A new survey by the Public Religion Research Institute sheds light on the divisions in the US over gay marriage.
Over all, acceptance of gay marriage is on an upward trajectory, with a majority of Americans now supporting it compared to only about a third in 2002.
What is interesting is who has not joined in this rapidly increasing consensus.
First of all, Republicans mostly have not. Some 62% of Republicans, nearly a super-majority, oppose same-sex marriage.
This statistic is the mirror image of Democrats, among whom 64% support same-sex marriage.
The elderly have not joined the new consensus Of the “silent generation” now 68 and older, only 37% support gay marriage.
In contrast, among Millennials about 70% support gay marriage.
Youth is such a determining factor here that it overwhelms the other identity considerations; 60% of African-American Millennials accept gay marriage and half of young Republicans do.
People who don’t know any gays have not joined the new consensus.
“Americans who have a close friend or family member who is gay or lesbian are 27 points more likely than those who do not to favor allowing gay and lesbian couples to legally marry (63% vs. 36%).”
Evangelicals mostly have not joined the new consensus. Some 69% of white evangelical Protestants and 59% of African-American Protestants are opposed. (Only 27% of white evangelical Protestants favor gay marriage, and only 35% of African-American Protestants).
The negative teachings among some Protestants about gays has been experienced as alienating by many people. Some 25% of Americans who have left their childhood religion say that their church’s negative teachings about or treatment of gays and Lesbians was one reason they abandoned their faith.
About one third of Millennials (those born in the early 1980s through around 2000 CE) who have left their ancestral religion said they did so in some part because of their religion’s negative feelings toward gays.
So not only are young people significantly more accepting of gay marriage than the elderly, but a significant proportion are even leaving their ancestral religion over anti-gay prejudice.
Southerners have not joined the new consensus, with 48% opposed and 48% accepting.
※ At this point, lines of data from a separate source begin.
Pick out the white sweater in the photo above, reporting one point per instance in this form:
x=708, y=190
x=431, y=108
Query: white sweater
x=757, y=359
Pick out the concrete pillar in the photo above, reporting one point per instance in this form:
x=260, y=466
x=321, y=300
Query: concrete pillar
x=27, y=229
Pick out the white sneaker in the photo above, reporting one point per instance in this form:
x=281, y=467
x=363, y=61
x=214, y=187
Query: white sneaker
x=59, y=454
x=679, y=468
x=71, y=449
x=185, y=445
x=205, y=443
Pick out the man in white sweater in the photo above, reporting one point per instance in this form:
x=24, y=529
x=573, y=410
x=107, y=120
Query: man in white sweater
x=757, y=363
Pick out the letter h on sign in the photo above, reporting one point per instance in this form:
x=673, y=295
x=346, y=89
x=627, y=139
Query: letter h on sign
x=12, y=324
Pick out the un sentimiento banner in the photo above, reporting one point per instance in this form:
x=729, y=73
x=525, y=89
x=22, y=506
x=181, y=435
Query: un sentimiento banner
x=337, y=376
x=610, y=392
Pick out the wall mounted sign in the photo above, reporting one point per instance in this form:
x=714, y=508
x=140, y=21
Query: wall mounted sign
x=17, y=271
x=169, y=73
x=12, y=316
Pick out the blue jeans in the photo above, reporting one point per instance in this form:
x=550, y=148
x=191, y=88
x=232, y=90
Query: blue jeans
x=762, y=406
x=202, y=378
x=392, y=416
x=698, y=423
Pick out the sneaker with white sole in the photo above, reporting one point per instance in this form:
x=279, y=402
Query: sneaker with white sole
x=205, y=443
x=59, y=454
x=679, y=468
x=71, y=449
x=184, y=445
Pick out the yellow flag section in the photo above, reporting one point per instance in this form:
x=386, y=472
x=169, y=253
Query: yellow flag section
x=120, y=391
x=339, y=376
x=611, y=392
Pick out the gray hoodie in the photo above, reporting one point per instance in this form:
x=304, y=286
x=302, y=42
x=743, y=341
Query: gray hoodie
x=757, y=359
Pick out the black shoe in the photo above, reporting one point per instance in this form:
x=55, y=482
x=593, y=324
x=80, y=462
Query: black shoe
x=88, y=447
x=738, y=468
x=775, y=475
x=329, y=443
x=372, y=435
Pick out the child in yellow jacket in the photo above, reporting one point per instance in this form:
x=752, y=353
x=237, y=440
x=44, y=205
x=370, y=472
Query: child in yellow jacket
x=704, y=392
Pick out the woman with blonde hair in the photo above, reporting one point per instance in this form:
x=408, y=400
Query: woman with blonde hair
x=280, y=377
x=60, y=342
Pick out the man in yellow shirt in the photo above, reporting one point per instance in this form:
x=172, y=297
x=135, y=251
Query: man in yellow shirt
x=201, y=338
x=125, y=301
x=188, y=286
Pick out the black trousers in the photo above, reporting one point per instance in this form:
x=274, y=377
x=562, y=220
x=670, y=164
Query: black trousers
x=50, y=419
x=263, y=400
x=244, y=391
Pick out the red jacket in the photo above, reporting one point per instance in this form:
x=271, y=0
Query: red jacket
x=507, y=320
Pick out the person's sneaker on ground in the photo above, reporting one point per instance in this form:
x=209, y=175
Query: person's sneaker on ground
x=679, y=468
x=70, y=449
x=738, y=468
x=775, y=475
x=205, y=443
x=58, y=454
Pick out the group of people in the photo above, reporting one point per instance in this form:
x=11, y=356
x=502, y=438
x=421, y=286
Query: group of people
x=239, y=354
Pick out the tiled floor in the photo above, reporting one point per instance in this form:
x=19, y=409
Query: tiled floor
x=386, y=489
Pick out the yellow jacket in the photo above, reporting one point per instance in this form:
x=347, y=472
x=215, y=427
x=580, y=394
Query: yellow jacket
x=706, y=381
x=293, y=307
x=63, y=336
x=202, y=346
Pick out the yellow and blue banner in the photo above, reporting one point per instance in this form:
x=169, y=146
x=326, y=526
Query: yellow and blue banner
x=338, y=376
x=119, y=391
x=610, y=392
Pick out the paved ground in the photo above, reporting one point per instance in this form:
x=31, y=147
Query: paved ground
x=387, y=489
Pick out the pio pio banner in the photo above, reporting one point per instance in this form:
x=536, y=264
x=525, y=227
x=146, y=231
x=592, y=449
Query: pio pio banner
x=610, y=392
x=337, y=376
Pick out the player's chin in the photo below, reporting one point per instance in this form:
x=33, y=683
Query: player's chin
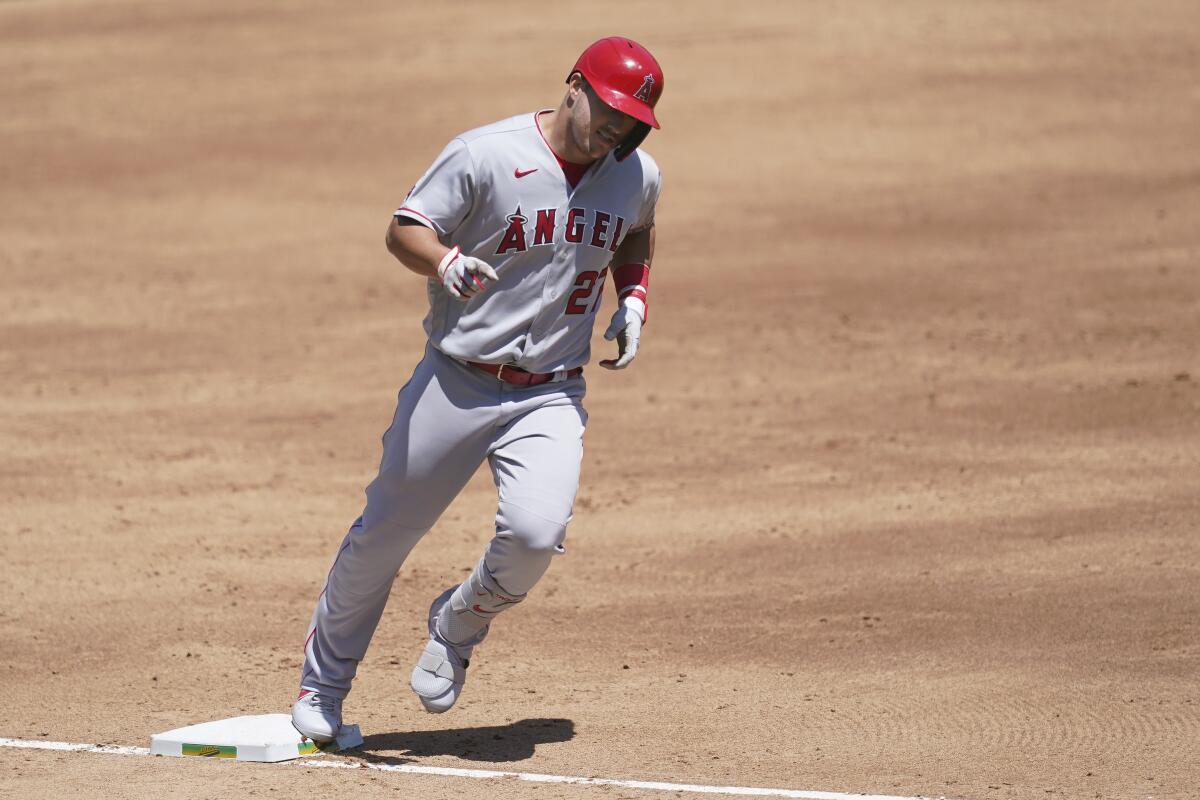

In all other regions of the country, a majority accepts gay marriage, though sometimes a slim majority.
So it is obvious why Republicans are so different from Democrats on the issue. The party is disproportionately Southern, evangelical and elderly.
What is striking about the divide, however, is that it isn’t absolute. Even among Republicans a third or so accept gay marriage. A little over a quarter of white evangelicals do. Among religious people, a majority of white and Latino Catholics accept gay marriage. (One divide the survey does not seem to have tested for is between urban and rural people, for which Catholic and Protestant are fair proxies. Catholics are very disproportionately urban; while many Protestants are urban, Protestants dominate the rural sector).
In every group, far more youth accept gay marriage than older people. This finding suggests that divisive politics around the issue, such as we just saw in Arizona, aren’t long for this world. In 20 years when the Millennials are starting to come to power, discrimination against gay people will always be an overwhelmingly losing issue, among all major groups and in every region of the country.